Home-grown Eurolife Healthcare expects to service global shortages in intravenous (IV) infusions from a manufacturing facility in Hungary that it recently acquired from Israeli drugmaker Teva.

“The situation is still dire with supplies in Europe and the US,” Eurolife Healthcare’s Chief Executive Officer Sandeep Toshniwal told BusinessLine , on the potential that exists because of the “gap in demand and supply from USFDA-approved plants”.

In July, Eurolife said it had acquired Teva’s IV infusions plant in Hungary for an undisclosed sum. The plant was available following the rationalisation Teva undertook after its $40-billion buy of Actavis in 2016.

For Eurolife, the plant offers proximity to markets it needed to service, said Toshniwal, The company had been scouting for an overseas location when the opportunity came up, he said, adding that the acquisition did not include employees.
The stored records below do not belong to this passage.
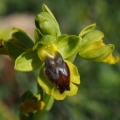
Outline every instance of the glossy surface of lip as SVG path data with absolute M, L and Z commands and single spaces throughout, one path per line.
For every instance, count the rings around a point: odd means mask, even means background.
M 70 90 L 70 71 L 60 53 L 57 52 L 54 58 L 45 57 L 45 73 L 61 94 L 65 90 Z

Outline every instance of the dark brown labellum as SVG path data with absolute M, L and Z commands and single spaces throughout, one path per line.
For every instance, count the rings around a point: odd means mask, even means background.
M 45 58 L 45 73 L 61 94 L 65 90 L 70 90 L 70 71 L 60 53 L 56 53 L 54 58 Z

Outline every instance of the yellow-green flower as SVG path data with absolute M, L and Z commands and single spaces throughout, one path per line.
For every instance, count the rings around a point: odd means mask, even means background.
M 38 83 L 46 93 L 57 100 L 77 93 L 80 76 L 75 65 L 63 60 L 56 45 L 46 45 L 38 49 L 39 57 L 45 62 L 38 76 Z
M 80 57 L 86 60 L 115 64 L 119 61 L 119 57 L 112 56 L 114 45 L 106 45 L 102 40 L 104 34 L 99 30 L 93 30 L 94 27 L 95 24 L 86 27 L 79 35 L 82 37 L 79 49 Z
M 33 47 L 15 61 L 15 69 L 32 71 L 40 68 L 38 83 L 46 93 L 57 100 L 77 93 L 80 76 L 73 61 L 79 50 L 81 39 L 75 35 L 58 38 L 45 35 Z
M 26 48 L 21 55 L 20 49 L 17 55 L 14 54 L 15 59 L 17 57 L 14 68 L 22 72 L 40 68 L 39 85 L 56 100 L 63 100 L 66 96 L 75 95 L 78 90 L 75 84 L 80 84 L 78 70 L 72 64 L 77 54 L 83 59 L 109 64 L 116 63 L 119 58 L 112 56 L 114 45 L 103 43 L 104 35 L 94 30 L 95 24 L 83 29 L 79 36 L 61 34 L 49 8 L 43 5 L 42 9 L 43 12 L 35 19 L 34 43 L 29 42 L 30 38 L 23 31 L 13 30 L 13 38 L 23 44 L 22 50 Z
M 26 99 L 20 104 L 20 112 L 26 116 L 28 113 L 36 112 L 37 110 L 42 110 L 45 103 L 41 100 Z

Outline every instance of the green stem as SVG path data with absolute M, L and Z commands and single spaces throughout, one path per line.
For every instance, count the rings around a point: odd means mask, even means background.
M 38 110 L 37 113 L 34 115 L 32 120 L 43 120 L 46 113 L 53 106 L 54 98 L 52 96 L 49 96 L 49 95 L 46 94 L 43 101 L 45 103 L 44 108 L 42 110 Z

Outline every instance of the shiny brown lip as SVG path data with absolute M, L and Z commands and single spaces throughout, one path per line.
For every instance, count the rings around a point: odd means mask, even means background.
M 59 89 L 60 94 L 70 90 L 70 71 L 60 53 L 57 52 L 54 58 L 45 57 L 45 74 Z

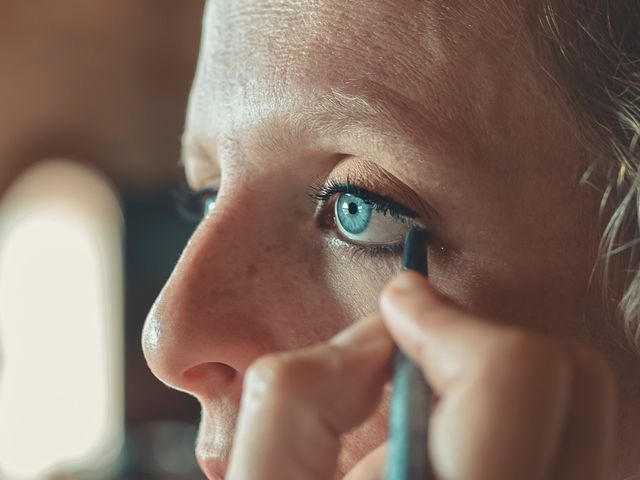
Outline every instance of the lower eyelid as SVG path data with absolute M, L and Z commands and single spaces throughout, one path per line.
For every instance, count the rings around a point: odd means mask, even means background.
M 391 257 L 399 258 L 402 255 L 403 244 L 362 246 L 346 243 L 342 248 L 351 257 L 351 260 L 355 261 L 362 257 L 378 260 Z

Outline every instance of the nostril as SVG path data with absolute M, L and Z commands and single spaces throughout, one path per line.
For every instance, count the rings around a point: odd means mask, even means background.
M 233 384 L 238 371 L 226 363 L 207 362 L 182 374 L 185 389 L 196 396 L 217 396 Z

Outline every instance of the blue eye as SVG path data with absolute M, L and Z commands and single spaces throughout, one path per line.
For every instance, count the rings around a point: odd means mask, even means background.
M 363 181 L 363 183 L 366 183 Z M 333 180 L 312 187 L 312 198 L 322 208 L 320 226 L 333 233 L 333 239 L 355 251 L 371 254 L 397 254 L 402 251 L 404 237 L 419 215 L 388 195 L 361 187 L 353 181 Z M 337 234 L 337 235 L 336 235 Z
M 389 208 L 352 193 L 340 193 L 335 202 L 334 222 L 341 235 L 359 245 L 401 243 L 411 220 Z
M 352 235 L 366 230 L 373 207 L 362 198 L 343 193 L 336 202 L 336 217 L 342 228 Z

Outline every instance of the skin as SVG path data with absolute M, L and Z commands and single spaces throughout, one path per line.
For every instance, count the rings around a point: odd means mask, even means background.
M 379 474 L 392 341 L 440 397 L 441 478 L 637 472 L 637 360 L 590 283 L 601 192 L 579 185 L 576 123 L 524 15 L 504 10 L 208 3 L 183 160 L 194 190 L 219 194 L 143 348 L 163 382 L 202 404 L 210 478 L 230 462 L 243 390 L 229 478 Z M 430 279 L 409 275 L 411 294 L 392 284 L 380 297 L 399 256 L 340 241 L 310 198 L 347 178 L 430 232 Z M 327 342 L 366 316 L 363 350 Z

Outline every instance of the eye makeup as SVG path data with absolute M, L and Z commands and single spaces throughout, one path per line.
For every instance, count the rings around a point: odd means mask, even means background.
M 312 194 L 312 196 L 319 202 L 326 203 L 333 195 L 341 193 L 359 197 L 364 201 L 375 205 L 376 209 L 380 213 L 388 213 L 394 218 L 415 219 L 419 216 L 416 211 L 405 207 L 390 196 L 380 195 L 378 193 L 372 192 L 364 187 L 359 186 L 350 178 L 348 178 L 345 183 L 338 183 L 333 180 L 329 180 L 325 185 L 314 187 L 314 193 Z
M 398 256 L 407 231 L 420 222 L 419 214 L 390 195 L 364 187 L 373 182 L 371 177 L 361 179 L 362 173 L 357 179 L 352 175 L 344 182 L 330 178 L 312 187 L 318 225 L 332 232 L 334 245 L 370 256 Z M 389 184 L 383 185 L 388 189 Z

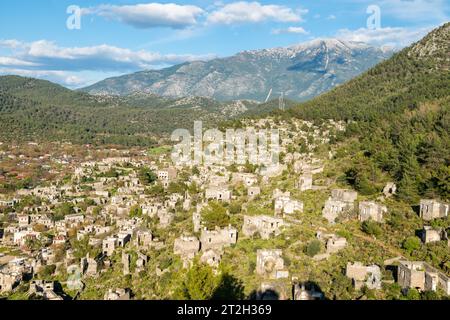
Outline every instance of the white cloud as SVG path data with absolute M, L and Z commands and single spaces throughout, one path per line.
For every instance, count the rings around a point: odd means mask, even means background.
M 116 76 L 216 57 L 213 54 L 161 54 L 105 44 L 61 47 L 47 40 L 30 43 L 0 40 L 0 47 L 10 51 L 8 56 L 0 56 L 0 74 L 46 79 L 68 87 L 88 85 L 104 79 L 105 75 Z
M 286 29 L 274 29 L 272 30 L 272 34 L 283 34 L 283 33 L 294 33 L 294 34 L 309 34 L 308 31 L 303 29 L 302 27 L 288 27 Z
M 403 48 L 411 43 L 420 40 L 430 28 L 408 29 L 402 27 L 386 27 L 379 29 L 360 28 L 357 30 L 341 29 L 336 37 L 348 41 L 359 41 L 373 45 L 388 45 L 396 48 Z
M 90 47 L 60 47 L 47 40 L 18 43 L 20 45 L 16 47 L 20 49 L 16 52 L 13 50 L 13 53 L 19 57 L 16 61 L 20 62 L 20 65 L 43 65 L 46 68 L 58 70 L 127 71 L 151 68 L 155 65 L 209 60 L 216 57 L 212 54 L 161 54 L 146 50 L 133 51 L 106 44 Z M 7 58 L 8 62 L 14 62 L 13 58 Z M 3 59 L 6 61 L 6 57 Z
M 196 25 L 205 11 L 193 5 L 174 3 L 146 3 L 136 5 L 100 5 L 84 8 L 84 15 L 98 15 L 115 19 L 136 28 L 169 27 L 174 29 Z
M 0 66 L 34 67 L 39 64 L 12 57 L 0 57 Z
M 448 0 L 383 0 L 379 2 L 379 5 L 381 17 L 389 15 L 407 21 L 438 21 L 439 23 L 449 18 Z
M 0 47 L 3 48 L 11 48 L 11 49 L 17 49 L 22 45 L 22 42 L 14 39 L 9 40 L 0 40 Z
M 234 2 L 208 15 L 211 24 L 258 23 L 264 21 L 301 22 L 305 9 L 293 10 L 280 5 L 262 5 L 259 2 Z
M 335 16 L 334 14 L 330 14 L 330 15 L 327 17 L 327 20 L 336 20 L 336 16 Z

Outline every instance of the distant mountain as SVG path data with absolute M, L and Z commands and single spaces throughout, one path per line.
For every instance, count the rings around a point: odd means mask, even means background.
M 278 97 L 304 101 L 346 82 L 392 55 L 389 49 L 336 39 L 287 48 L 244 51 L 162 70 L 109 78 L 82 91 L 96 95 L 134 92 L 164 97 L 209 97 L 219 101 Z

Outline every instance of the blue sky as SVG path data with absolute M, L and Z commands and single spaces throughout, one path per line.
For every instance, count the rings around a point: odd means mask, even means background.
M 71 5 L 80 9 L 79 29 L 67 27 Z M 369 6 L 379 8 L 380 24 Z M 1 0 L 0 74 L 77 88 L 315 38 L 401 48 L 449 16 L 450 0 Z

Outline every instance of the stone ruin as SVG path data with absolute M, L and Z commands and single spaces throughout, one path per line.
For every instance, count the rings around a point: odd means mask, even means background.
M 437 200 L 422 199 L 420 200 L 420 217 L 426 221 L 445 218 L 448 216 L 449 207 L 449 204 Z
M 216 227 L 212 231 L 203 229 L 200 242 L 203 251 L 208 249 L 222 250 L 224 247 L 229 247 L 237 242 L 237 230 L 231 226 L 223 229 Z
M 316 238 L 325 244 L 327 254 L 336 253 L 347 246 L 347 239 L 338 237 L 333 233 L 326 234 L 318 231 Z
M 288 277 L 288 271 L 284 269 L 284 260 L 281 249 L 261 249 L 256 253 L 256 273 L 271 279 Z
M 277 192 L 278 191 L 278 192 Z M 290 192 L 274 192 L 275 214 L 293 214 L 294 212 L 303 212 L 303 202 L 292 200 Z
M 308 300 L 323 300 L 324 294 L 320 292 L 311 283 L 295 283 L 293 288 L 293 300 L 308 301 Z
M 377 265 L 364 266 L 361 262 L 347 263 L 346 276 L 352 279 L 353 286 L 360 290 L 366 286 L 368 289 L 381 289 L 381 269 Z
M 397 186 L 393 182 L 388 182 L 383 189 L 383 194 L 386 198 L 392 197 L 397 192 Z
M 196 237 L 182 236 L 175 239 L 173 253 L 183 260 L 183 267 L 191 265 L 195 255 L 200 251 L 200 241 Z
M 199 211 L 192 214 L 192 223 L 194 224 L 194 232 L 200 232 L 202 228 L 202 215 Z
M 400 261 L 397 281 L 403 289 L 436 291 L 441 288 L 445 294 L 450 295 L 450 278 L 423 261 Z
M 104 255 L 100 255 L 96 258 L 90 258 L 88 253 L 85 258 L 81 259 L 81 272 L 88 277 L 98 275 L 103 268 L 103 258 Z
M 55 282 L 44 280 L 33 280 L 30 283 L 28 294 L 41 297 L 44 300 L 63 300 L 55 293 Z
M 260 187 L 250 187 L 247 190 L 248 198 L 255 199 L 258 195 L 261 194 L 261 188 Z
M 104 296 L 104 300 L 130 300 L 131 290 L 130 289 L 109 289 Z
M 358 193 L 352 190 L 335 189 L 331 191 L 331 197 L 325 202 L 322 216 L 333 224 L 336 218 L 344 212 L 354 209 L 354 202 Z
M 311 173 L 302 174 L 296 183 L 296 188 L 300 191 L 312 190 L 313 175 Z
M 433 228 L 431 226 L 425 226 L 421 231 L 421 239 L 423 243 L 447 240 L 450 245 L 447 232 L 443 228 Z
M 359 221 L 372 220 L 383 222 L 383 215 L 387 212 L 387 207 L 372 201 L 362 201 L 359 203 Z
M 219 250 L 208 249 L 203 252 L 200 262 L 208 264 L 211 268 L 217 269 L 222 260 L 222 252 Z
M 247 237 L 259 234 L 262 239 L 281 234 L 281 228 L 285 225 L 284 220 L 270 216 L 244 216 L 242 233 Z
M 122 265 L 123 265 L 123 275 L 129 275 L 130 274 L 130 262 L 131 262 L 131 256 L 130 254 L 126 252 L 122 252 Z

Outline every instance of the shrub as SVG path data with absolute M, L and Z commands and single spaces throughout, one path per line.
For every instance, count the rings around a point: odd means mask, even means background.
M 322 249 L 322 243 L 319 240 L 313 240 L 306 246 L 306 254 L 314 257 Z
M 411 254 L 413 251 L 420 249 L 421 243 L 417 237 L 408 237 L 403 242 L 403 248 Z
M 367 220 L 364 221 L 361 225 L 361 230 L 368 235 L 379 237 L 383 230 L 381 230 L 381 227 L 376 223 L 375 221 Z

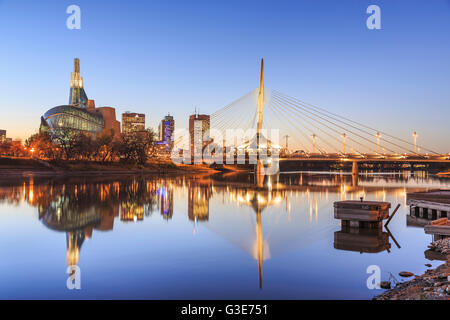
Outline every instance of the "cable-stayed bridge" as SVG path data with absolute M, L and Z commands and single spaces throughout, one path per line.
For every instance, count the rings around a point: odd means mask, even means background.
M 229 139 L 227 133 L 233 131 L 238 132 L 238 139 L 236 133 Z M 235 153 L 245 149 L 246 154 L 252 148 L 277 149 L 280 166 L 285 162 L 288 170 L 301 167 L 301 163 L 350 162 L 353 170 L 358 163 L 394 164 L 396 168 L 450 163 L 450 154 L 421 145 L 417 133 L 409 134 L 410 140 L 397 137 L 264 88 L 263 60 L 259 88 L 211 115 L 211 138 L 223 141 L 224 149 L 229 147 L 227 150 Z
Touted to be the first Indian company to build its IV base overseas, Toshniwal said it would invest €50 million over three years “to build one of the single largest IV plants in the world at this location”.

Operating in a segment that faces shortages overseas and price-control in India, Toshniwal said the company’s earlier experience in contract-manufacturing for foreign companies would help keep the cost-quality balance.

“We learnt to keep cost low for the two companies and make money (in contract manufacturing). Besides, the company faced constant company and country audits on quality systems,” he added.

Exports from India

The Hungary plant will not alter Eurolife’s exports from India, presently at about 14 per cent. “All income from Teva Europe will be generated in Europe and in Euros. Therefore, they won’t be exports from India, but our international income will move up to 30 per cent of our turnover,” he said. In 2017, Eurolife had acquired US healthcare firm Baxter Internationals’ IV business in India, a move that expanded its footprint from the North into the South and West as well.

The aim is to be in all volumes of parenterals, large and small, Toshniwal said. About 90 per cent of Eurolife’s turnover of ₹280 crore, for the year ended March 2019, comes from IV, he added.

IV infusions are life-saving medicines and, in India, the segment is pegged at ₹3,000 crore, growing at about 9 per cent annually. This, however, is expected to pick up “due to higher penetration and number of hospitals and increased healthcare services, both private and public, across the country”, said Toshniwal.

With a lion’s share of its IV products on the National List of Essential Medicines (NLEM) and facing price-control by the government, Toshniwal said the company is looking at greater backward integration to cut supply-chain cost.

It plans to increase its own depots from three to 20, besides its own fleet of trucks from 14 to 40, he said, to service the last-mile needs of hospitals. This would increase the quality of service and tighten distribution costs, he added.